Furthermore, the rate of urbanisation from 1900 was faster in those countries that had eliminated malaria than in those where it remains, the study found.

The close link also held for 29 countries that contained both areas declared malaria-free since 1900 and areas where malaria persists.

In three-quarters of these countries, mostly in Asia and the Americas, malaria-free areas were more urbanised and urbanisation had increased more rapidly than in areas that still had malaria.

The study also compared changes in malaria transmission in areas that are urban today versus those that have remained rural in 158 countries where malaria was endemic in 1900. It found that 82 per cent of countries saw malaria transmission fall by more in urban than rural areas since 1900.
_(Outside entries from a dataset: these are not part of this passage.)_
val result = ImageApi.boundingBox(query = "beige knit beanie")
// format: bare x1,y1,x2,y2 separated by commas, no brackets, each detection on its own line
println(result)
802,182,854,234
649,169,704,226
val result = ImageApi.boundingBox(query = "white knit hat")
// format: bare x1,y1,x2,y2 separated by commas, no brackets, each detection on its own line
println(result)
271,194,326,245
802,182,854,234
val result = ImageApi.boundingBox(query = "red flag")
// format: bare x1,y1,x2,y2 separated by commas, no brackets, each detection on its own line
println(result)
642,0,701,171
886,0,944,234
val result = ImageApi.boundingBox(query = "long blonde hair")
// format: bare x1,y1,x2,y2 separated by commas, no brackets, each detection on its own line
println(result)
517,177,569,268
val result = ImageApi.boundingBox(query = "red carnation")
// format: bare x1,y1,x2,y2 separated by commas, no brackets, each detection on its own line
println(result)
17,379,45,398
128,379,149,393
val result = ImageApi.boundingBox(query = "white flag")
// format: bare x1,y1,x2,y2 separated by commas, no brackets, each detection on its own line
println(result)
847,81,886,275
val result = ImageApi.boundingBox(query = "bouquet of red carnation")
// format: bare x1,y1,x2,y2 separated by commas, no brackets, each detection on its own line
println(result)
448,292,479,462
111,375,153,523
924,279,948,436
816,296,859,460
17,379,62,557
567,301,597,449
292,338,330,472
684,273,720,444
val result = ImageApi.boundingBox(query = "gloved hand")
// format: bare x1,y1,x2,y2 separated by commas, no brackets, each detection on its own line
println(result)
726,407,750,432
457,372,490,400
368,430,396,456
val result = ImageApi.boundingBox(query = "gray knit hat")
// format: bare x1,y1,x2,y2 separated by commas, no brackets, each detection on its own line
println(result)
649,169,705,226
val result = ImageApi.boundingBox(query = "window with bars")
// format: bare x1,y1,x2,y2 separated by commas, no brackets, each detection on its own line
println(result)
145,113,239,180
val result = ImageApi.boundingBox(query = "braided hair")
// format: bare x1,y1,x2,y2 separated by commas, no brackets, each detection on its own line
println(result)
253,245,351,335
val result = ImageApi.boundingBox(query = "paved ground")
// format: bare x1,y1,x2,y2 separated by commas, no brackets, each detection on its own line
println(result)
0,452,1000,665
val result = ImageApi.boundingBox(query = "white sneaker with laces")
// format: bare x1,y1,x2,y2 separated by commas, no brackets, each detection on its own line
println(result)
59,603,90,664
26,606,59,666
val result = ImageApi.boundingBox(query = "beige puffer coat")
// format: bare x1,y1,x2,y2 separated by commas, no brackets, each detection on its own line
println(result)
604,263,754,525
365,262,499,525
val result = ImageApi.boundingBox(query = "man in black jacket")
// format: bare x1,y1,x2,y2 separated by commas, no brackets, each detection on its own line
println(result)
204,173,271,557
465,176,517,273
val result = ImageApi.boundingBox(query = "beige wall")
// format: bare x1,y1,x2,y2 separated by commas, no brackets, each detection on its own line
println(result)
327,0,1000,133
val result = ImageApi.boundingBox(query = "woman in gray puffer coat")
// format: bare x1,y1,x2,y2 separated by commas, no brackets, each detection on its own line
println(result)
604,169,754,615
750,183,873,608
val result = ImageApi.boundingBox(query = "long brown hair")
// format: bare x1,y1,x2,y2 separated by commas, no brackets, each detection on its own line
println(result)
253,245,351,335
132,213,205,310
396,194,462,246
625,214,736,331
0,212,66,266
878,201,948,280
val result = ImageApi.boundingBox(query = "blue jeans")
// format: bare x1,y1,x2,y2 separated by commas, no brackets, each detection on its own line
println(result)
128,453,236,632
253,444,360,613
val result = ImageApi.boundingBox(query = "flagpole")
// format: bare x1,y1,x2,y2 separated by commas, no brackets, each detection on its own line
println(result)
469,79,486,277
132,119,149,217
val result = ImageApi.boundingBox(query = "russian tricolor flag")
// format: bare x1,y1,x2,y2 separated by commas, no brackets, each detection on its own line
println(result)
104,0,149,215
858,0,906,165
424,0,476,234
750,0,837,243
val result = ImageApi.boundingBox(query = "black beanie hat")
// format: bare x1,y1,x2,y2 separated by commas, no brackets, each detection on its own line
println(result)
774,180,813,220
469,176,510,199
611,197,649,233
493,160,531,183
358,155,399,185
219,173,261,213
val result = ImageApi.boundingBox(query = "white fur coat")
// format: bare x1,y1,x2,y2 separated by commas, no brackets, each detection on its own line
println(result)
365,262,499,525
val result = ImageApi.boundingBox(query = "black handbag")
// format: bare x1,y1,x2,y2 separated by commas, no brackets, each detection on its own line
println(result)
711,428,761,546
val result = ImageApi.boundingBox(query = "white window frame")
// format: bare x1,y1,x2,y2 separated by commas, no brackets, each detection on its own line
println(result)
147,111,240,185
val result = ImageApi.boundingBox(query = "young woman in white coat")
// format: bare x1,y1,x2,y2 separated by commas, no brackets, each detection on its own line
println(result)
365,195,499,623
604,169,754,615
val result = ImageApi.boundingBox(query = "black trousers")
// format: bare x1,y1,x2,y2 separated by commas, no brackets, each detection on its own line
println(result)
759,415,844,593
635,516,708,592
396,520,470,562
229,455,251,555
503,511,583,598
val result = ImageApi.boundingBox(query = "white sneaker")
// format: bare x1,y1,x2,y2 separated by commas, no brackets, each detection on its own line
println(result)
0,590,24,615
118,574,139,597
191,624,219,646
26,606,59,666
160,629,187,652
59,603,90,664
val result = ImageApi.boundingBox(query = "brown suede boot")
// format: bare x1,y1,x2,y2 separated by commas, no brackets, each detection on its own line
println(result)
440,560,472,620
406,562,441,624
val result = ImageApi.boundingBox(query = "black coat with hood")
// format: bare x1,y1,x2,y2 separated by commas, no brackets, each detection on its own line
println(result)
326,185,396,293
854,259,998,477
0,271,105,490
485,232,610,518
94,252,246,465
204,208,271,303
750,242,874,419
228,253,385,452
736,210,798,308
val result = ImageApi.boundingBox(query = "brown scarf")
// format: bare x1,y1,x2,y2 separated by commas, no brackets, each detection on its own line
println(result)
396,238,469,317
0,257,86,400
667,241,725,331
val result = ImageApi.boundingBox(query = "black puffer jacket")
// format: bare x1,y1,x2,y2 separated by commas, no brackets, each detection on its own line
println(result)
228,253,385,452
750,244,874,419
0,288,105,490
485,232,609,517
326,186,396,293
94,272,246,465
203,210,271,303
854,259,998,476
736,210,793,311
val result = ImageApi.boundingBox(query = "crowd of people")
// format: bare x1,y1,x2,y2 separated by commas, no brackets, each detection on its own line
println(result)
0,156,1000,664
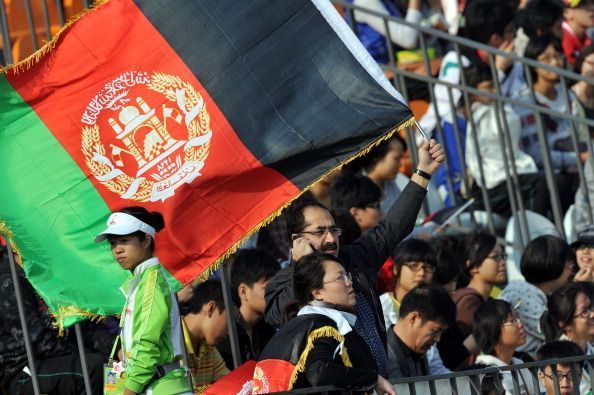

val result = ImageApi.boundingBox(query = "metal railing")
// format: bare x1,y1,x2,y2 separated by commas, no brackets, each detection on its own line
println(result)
268,355,594,395
332,0,594,254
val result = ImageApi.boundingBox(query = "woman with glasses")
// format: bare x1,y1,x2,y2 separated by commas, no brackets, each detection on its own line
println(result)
454,233,507,337
253,252,395,395
541,283,594,394
500,235,575,357
472,300,538,395
380,238,437,327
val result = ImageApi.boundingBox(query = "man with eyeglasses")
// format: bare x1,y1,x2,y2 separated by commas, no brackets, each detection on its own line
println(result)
264,140,445,375
537,340,584,395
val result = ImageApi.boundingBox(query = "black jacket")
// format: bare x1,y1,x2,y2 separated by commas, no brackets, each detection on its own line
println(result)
217,311,276,370
264,182,427,346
The study says cities bring improved health, housing and wealth, all of which may cut malaria by contributing to changes in the behaviour of humans, mosquitoes and parasites.

But it failed to resolve a 'chicken-and-egg' question: does increased urbanisation cut transmission or does reduced malaria promote development?

"It's difficult to prove conclusively whether one is more of a driving factor than the other," Andrew Tatem, the study's lead author and a researcher at the University of Southampton, United Kingdom, tells SciDev.Net.

"We have strong evidence that urbanisation reduces malaria transmission and that reducing malaria promotes development, so the answer is probably that both factors [contribute]," he says.

Justin Cohen, researcher at the Clinton Health Access Initiative, United States, says that measures such as using protective nets or spraying insecticides to kill mosquitoes can reduce malaria much faster than urbanisation.

"In many places, we don't have to wait for urbanisation to make our job a little easier: with sufficient investment, we can eliminate malaria today with our existing tools," he tells SciDev.Net.

The study was published in Malaria Journal last month (17 April).